There’s the visual aspect of using the plug. You can see the lure, and you can see the fish hit it. There’s the very satisfying “Smack!” sound when a good fish takes it. Believe it or not, the missed strikes are fun, and sometimes a fish will hit it four or five times in a row until the hook finally sticks, or doesn’t.

As in all things in fishing there are a variety of plugs on the market that will work. For most of this type of work I like a popping plug, and the Chug Bug (made by Storm Lures) is probably my favorite. Not only does the “pop” of this lure attract the fish, but it has rattles inside for extra attraction power. It calls the fish to it from quite a distance and there’s something almost magical about its appeal to seatrout. Of course, redfish, snook, tarpon, and crevalle will whack it too. I’ve even caught snapper with them.

poppers for seatrout

Storm’s Chug Bug comes in three sizes. All are effective lures for seatrout.

Another excellent surface lure for seatrout is the DOA Shallow Running Bait Buster. This soft plastic mullet imitation features a single hook, great for when floating grass or other debris makes using a lure with gang hooks impractical. While you don’t get the “bloop!” of a Chug Bug you fish it much the same way.

Seatrout on DOA Bait Buster

The Bait Buster is a great lure for any mullet-eating fish.

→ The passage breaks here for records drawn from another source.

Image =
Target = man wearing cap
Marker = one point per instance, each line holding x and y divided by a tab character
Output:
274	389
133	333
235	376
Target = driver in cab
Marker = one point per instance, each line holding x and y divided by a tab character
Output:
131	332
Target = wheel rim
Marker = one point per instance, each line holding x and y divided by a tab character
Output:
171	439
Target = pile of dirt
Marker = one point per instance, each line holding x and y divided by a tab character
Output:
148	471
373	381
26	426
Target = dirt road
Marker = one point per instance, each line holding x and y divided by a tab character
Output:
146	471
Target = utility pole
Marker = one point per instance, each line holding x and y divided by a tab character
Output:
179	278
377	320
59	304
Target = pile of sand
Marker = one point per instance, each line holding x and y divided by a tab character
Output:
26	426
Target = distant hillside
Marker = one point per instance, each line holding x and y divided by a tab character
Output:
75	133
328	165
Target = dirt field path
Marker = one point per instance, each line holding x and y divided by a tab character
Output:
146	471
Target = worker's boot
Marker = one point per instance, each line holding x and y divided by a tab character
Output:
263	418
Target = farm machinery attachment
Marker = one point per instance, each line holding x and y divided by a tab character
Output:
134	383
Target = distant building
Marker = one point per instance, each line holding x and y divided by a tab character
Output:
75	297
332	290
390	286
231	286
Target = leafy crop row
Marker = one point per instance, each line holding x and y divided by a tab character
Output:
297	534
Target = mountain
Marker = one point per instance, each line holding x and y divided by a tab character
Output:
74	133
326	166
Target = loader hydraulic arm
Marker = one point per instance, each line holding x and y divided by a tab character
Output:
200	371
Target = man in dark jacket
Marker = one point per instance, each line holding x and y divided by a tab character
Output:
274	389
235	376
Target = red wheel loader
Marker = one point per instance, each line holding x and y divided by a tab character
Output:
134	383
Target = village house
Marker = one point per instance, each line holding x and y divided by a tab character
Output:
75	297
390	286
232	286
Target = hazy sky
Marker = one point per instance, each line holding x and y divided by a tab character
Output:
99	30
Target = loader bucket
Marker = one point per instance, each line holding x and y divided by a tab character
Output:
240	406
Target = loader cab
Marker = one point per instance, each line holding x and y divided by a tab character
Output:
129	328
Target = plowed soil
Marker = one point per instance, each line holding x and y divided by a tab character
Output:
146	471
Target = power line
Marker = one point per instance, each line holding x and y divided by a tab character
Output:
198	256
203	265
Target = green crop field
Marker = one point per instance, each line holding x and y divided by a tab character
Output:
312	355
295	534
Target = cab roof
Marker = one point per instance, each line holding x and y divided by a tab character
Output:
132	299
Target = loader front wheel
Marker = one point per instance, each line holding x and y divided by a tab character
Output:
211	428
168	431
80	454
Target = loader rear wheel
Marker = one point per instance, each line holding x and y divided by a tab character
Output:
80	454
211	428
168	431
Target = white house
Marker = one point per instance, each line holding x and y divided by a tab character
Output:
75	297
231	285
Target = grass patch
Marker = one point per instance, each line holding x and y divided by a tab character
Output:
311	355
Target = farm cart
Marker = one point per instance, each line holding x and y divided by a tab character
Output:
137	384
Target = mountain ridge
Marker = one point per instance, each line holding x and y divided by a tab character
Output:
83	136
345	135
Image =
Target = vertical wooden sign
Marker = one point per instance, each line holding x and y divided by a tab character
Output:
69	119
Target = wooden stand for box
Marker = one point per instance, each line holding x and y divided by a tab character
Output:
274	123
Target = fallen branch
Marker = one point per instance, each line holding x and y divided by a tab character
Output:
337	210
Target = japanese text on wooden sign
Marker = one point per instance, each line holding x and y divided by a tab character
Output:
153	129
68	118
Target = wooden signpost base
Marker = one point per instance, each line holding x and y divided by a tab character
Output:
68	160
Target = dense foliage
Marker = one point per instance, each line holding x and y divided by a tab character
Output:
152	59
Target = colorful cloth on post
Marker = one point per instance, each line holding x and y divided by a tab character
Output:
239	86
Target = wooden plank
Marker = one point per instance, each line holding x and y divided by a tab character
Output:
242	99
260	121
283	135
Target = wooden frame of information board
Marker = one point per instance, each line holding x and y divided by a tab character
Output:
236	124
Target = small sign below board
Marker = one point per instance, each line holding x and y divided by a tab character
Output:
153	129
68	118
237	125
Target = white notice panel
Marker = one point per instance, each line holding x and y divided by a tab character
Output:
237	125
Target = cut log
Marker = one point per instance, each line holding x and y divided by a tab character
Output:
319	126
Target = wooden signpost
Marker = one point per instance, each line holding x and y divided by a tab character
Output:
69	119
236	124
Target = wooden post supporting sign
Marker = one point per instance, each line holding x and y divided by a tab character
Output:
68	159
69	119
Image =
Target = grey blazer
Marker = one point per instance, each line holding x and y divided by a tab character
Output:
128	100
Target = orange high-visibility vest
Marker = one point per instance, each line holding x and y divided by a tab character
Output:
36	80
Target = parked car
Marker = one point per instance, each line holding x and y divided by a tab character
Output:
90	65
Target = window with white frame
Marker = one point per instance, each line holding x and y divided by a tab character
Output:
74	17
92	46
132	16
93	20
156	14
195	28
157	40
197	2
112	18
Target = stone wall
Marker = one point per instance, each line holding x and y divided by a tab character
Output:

During the summertime (coming right up!) your best strategy is to get out early (before sunrise) and find a flat that’s about two feet deep with a bottom that has a mixture of sand and grass. Lots of mullet in the vicinity are a definite plus. Working around the edges of bars or docks is also a very good idea. If you’re in a boat you can drift, use a trolling motor on slow speed, or push the boat with a pushpole. Waders can have good success too, though.

Cast the lure as far as you can, and work it back to you. How fast should you retrieve? How hard should you pop it?

Only the fish can answer this question, and experimentation with your retrieve is the best course of action. When you find what they like best, keep doing it until it stops working.

One time when I had Michael Grant out in my boat we were both tossing Chug Bugs. I was using small, steady pops, reeling at a moderate rate, and was getting the occasional bite. Michael was using great, loud pops, reeling slowly. He was getting bites every second or third cast. Of course I changed my retrieve to imitate was he was doing and my success rate went right up.

So if you want to make trout fishing more entertaining, try to using poppers for seatrout.